Baby might start having a longer sleeping stretch at night, though he may still need help distinguishing daytime from nighttime. Continue to expose him to bright light in the morning and keep the room quiet and dark during nighttime feedings and diaper changes.
Colic, the elusive and often confusing term for extended periods of fussiness and crying day after day, may emerge this month. If your baby seems unhappy or distraught but seems otherwise healthy and well-nourished, know that you are not alone. Rocking, swaying, baby-wearing, tender caresses and kisses, dancing to music, and commiserating with other parents who have lived through this phase can be a great help to both you and your baby.
Progression: Feeding and sleeping might settle into more of a routine as the month progresses and Baby becomes more accustomed to doing both. Her movements will continue to smooth out as she becomes more coordinated in her efforts.
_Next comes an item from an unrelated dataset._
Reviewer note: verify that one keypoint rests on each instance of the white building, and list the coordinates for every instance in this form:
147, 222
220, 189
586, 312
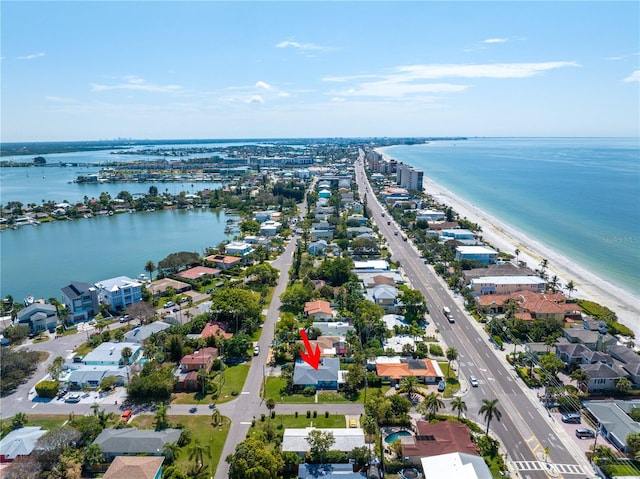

How to help: Place a rattle (with about a ½-inch circumference for easy grasping) in baby's open palm and watch her hold it tightly. She may hold on to it for longer than you expect! Continue to practice tummy time a few times a day, letting baby lie across your lap or on a nursing pillow if she protests loudly when placed on the floor.
Don't freak out if: Your baby isn't reaching for things yet. That's normal and may not happen for another month or two. Also, many babies spit up constantly at this stage, so keep burp cloths around and always pack an extra set of clothes when out and about to keep baby comfortable and dry.
When you should you worry: If baby doesn't seem to be gaining strength or responding to physical touch, make a call to the pediatrician. If your little guy is spitting up and seems to have pain when eating, schedule a visit, as reflux might be to blame.